Por outro lado, impõe‑se constatar que a situação do terceiro lesado por um dano que esteja segurado está ainda mais longe da relação contratual que contempla uma cláusula atributiva de jurisdição do que a do segurado beneficiário que não consentiu expressamente nessa cláusula, como sucedia no acórdão de 12 de maio de 2005, Société financière et industrielle du Peloux (C‑112/03, EU:C:2005:280).

40

Assim, há que considerar que uma cláusula atributiva de jurisdição acordada entre um segurador e um tomador de seguro não pode ser oposta ao lesado por um dano que esteja segurado que pretenda intentar diretamente uma ação contra o segurador no órgão jurisdicional do lugar onde o facto danoso ocorreu, conforme recordado no n.o 31 do presente acórdão, ou no tribunal do lugar do seu domicílio, possibilidade que o Tribunal de Justiça reconheceu no seu acórdão de 13 de dezembro de 2007, FBTO Schadeverzekeringen (C‑463/06, EU:C:2007:792, n.o 31).

41

Com efeito, a extensão aos lesados do efeito vinculativo das cláusulas atributivas de jurisdição baseadas nas disposições conjugadas dos artigos 13.° e 14.° do Regulamento n.o 44/2001 poderia comprometer o objetivo prosseguido pela secção 3 do capítulo II do regulamento, a saber, proteger a parte económica e juridicamente mais fraca (v., neste sentido, acórdão de 17 de setembro de 2009, Vorarlberger Gebietskrankenkasse, C‑347/08, EU:C:2009:561, n.o 40).

42

Visto o que precede, o artigo 13.o, ponto 5, do Regulamento n.o 44/2001, conjugado com o artigo 14.o, ponto 2, alínea a), do mesmo regulamento, deve ser interpretado no sentido de que o lesado que dispõe da possibilidade de intentar diretamente uma ação contra o segurador do autor do dano por si sofrido não está vinculado por uma cláusula atributiva de jurisdição acordada entre este segurador e este autor.

Quanto às despesas

43

Revestindo o processo, quanto às partes na causa principal, a natureza de incidente suscitado perante o órgão jurisdicional de reenvio, compete a este decidir quanto às despesas.

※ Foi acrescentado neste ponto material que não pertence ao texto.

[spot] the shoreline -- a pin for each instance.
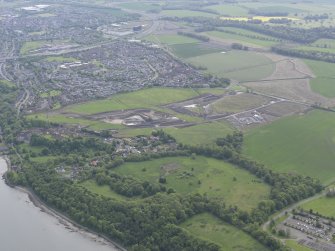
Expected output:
(60, 217)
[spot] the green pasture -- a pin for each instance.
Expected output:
(146, 98)
(171, 39)
(202, 175)
(324, 83)
(229, 10)
(239, 65)
(228, 237)
(303, 144)
(240, 38)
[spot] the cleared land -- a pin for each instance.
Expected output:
(324, 83)
(238, 103)
(186, 13)
(239, 65)
(203, 175)
(304, 144)
(324, 206)
(226, 236)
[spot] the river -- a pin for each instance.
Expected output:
(25, 227)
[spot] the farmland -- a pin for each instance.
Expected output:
(228, 237)
(239, 65)
(303, 144)
(324, 81)
(202, 175)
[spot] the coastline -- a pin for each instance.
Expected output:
(62, 219)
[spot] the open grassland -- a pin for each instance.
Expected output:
(324, 206)
(140, 6)
(202, 175)
(104, 190)
(202, 134)
(238, 103)
(171, 39)
(146, 98)
(63, 119)
(239, 65)
(304, 144)
(324, 83)
(226, 236)
(296, 246)
(229, 10)
(192, 50)
(186, 13)
(243, 37)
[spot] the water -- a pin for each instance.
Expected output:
(24, 227)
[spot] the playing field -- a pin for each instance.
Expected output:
(226, 236)
(239, 65)
(202, 175)
(324, 83)
(324, 206)
(304, 144)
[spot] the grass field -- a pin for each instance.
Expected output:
(239, 65)
(62, 119)
(243, 39)
(324, 83)
(171, 39)
(229, 10)
(192, 50)
(301, 144)
(140, 6)
(146, 98)
(202, 175)
(186, 13)
(226, 236)
(324, 206)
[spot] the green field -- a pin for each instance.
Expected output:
(171, 39)
(63, 119)
(324, 83)
(239, 65)
(186, 13)
(229, 10)
(216, 178)
(304, 144)
(265, 41)
(226, 236)
(146, 98)
(140, 6)
(192, 50)
(324, 206)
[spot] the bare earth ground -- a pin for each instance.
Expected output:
(290, 81)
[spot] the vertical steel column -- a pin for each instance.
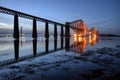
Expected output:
(46, 30)
(16, 48)
(34, 32)
(55, 30)
(62, 32)
(67, 36)
(67, 30)
(62, 38)
(16, 27)
(34, 47)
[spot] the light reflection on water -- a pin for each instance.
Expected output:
(9, 48)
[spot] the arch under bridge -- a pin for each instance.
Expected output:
(80, 28)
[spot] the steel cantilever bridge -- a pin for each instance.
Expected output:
(77, 26)
(81, 29)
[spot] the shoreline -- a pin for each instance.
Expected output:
(98, 64)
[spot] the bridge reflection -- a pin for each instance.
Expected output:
(80, 43)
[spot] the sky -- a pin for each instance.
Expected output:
(103, 15)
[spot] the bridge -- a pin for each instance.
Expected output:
(77, 26)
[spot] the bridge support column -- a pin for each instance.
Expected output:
(34, 33)
(67, 30)
(16, 27)
(55, 31)
(62, 39)
(67, 36)
(62, 32)
(46, 30)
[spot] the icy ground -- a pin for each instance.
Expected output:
(98, 64)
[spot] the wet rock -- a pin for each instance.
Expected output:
(13, 67)
(66, 68)
(19, 77)
(113, 77)
(94, 74)
(118, 46)
(29, 70)
(84, 58)
(45, 69)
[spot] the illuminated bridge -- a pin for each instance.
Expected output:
(81, 29)
(77, 26)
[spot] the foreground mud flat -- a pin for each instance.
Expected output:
(98, 64)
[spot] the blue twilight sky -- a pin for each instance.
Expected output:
(104, 15)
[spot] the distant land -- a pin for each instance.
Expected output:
(4, 32)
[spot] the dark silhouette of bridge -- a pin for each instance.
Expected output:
(77, 26)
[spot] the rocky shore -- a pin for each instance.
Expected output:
(98, 64)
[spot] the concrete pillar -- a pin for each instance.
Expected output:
(16, 27)
(46, 30)
(34, 32)
(34, 47)
(55, 30)
(62, 32)
(67, 30)
(16, 48)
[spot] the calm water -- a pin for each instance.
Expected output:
(14, 49)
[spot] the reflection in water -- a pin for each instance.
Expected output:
(62, 42)
(34, 47)
(16, 48)
(80, 43)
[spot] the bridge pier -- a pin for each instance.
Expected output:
(55, 30)
(34, 32)
(67, 36)
(62, 32)
(16, 49)
(34, 47)
(67, 29)
(46, 30)
(61, 35)
(16, 27)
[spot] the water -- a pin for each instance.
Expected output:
(15, 49)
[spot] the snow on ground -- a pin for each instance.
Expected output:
(99, 64)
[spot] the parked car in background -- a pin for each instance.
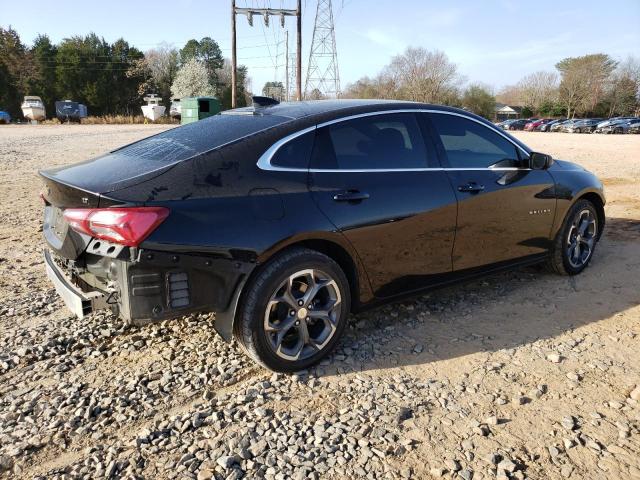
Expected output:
(284, 218)
(69, 111)
(617, 126)
(505, 123)
(517, 124)
(587, 125)
(546, 127)
(559, 127)
(609, 121)
(533, 125)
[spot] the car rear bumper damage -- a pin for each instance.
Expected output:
(153, 286)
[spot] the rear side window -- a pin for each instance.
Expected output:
(469, 144)
(378, 142)
(295, 153)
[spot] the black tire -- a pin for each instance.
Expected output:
(250, 323)
(559, 258)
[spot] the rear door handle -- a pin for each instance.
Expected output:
(350, 196)
(472, 187)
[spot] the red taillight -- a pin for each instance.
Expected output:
(126, 226)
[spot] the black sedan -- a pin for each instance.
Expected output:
(518, 124)
(284, 218)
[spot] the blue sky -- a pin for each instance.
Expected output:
(492, 41)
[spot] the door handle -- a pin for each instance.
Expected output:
(350, 196)
(472, 187)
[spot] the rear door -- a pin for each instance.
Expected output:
(505, 209)
(379, 183)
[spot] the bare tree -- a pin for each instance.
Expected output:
(423, 75)
(511, 95)
(623, 93)
(584, 81)
(538, 89)
(418, 74)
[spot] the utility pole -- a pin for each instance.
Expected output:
(234, 87)
(299, 52)
(286, 65)
(323, 76)
(265, 13)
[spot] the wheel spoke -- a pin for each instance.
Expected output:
(311, 316)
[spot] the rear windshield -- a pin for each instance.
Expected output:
(195, 138)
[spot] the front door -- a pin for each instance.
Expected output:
(505, 209)
(373, 177)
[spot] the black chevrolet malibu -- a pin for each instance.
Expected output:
(284, 218)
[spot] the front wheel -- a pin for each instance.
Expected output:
(576, 241)
(294, 311)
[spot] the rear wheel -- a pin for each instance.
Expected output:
(576, 241)
(294, 311)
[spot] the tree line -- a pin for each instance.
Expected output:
(591, 85)
(111, 78)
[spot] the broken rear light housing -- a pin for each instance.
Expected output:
(125, 226)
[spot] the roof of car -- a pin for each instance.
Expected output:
(296, 110)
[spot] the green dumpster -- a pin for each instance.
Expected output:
(197, 108)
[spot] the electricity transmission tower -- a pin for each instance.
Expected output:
(266, 13)
(322, 72)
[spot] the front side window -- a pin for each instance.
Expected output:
(469, 144)
(295, 153)
(378, 142)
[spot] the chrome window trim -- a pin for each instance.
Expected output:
(264, 162)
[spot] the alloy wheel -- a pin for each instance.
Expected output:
(581, 238)
(302, 314)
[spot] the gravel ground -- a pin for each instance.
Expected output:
(518, 375)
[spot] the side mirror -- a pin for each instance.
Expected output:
(540, 161)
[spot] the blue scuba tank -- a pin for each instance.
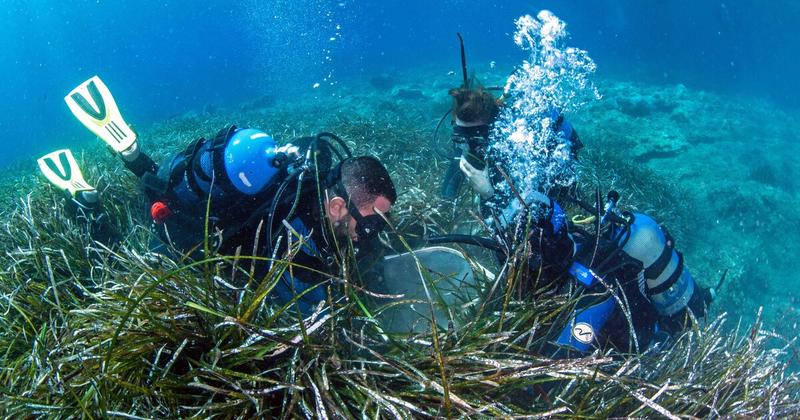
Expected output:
(668, 284)
(237, 163)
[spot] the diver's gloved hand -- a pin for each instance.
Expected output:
(478, 179)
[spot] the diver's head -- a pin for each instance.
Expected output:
(473, 107)
(359, 188)
(248, 159)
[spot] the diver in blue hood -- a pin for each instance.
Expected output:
(247, 194)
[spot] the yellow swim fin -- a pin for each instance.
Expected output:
(93, 105)
(61, 169)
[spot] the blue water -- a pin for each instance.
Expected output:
(164, 58)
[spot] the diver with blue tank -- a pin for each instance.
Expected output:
(246, 192)
(633, 287)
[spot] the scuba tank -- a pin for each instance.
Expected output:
(668, 284)
(235, 170)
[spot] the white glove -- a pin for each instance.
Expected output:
(478, 179)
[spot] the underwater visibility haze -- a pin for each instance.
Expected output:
(689, 110)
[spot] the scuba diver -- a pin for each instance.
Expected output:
(473, 112)
(631, 285)
(246, 193)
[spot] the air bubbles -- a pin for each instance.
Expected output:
(553, 80)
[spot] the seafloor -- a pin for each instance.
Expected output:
(716, 170)
(719, 171)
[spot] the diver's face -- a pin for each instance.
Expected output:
(346, 222)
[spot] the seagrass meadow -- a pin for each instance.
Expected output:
(90, 330)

As despesas efetuadas pelas outras partes para a apresentação de observações ao Tribunal de Justiça não são reembolsáveis.

 

Pelos fundamentos expostos, o Tribunal de Justiça (Oitava Secção) declara:

 

O artigo 13.o, ponto 5, do Regulamento (CE) n.o 44/2001, do Conselho, de 22 de dezembro de 2000, relativo à competência judiciária, ao reconhecimento e à execução de decisões em matéria civil e comercial, conjugado com o artigo 14.o, ponto 2, alínea a), do mesmo regulamento, deve ser interpretado no sentido de que o lesado que dispõe da possibilidade de intentar diretamente uma ação contra o segurador do autor do dano por si sofrido não está vinculado por uma cláusula atributiva de jurisdição acordada entre este segurador e este autor.

 

Assinaturas


( *1 ) Língua do processo: dinamarquês.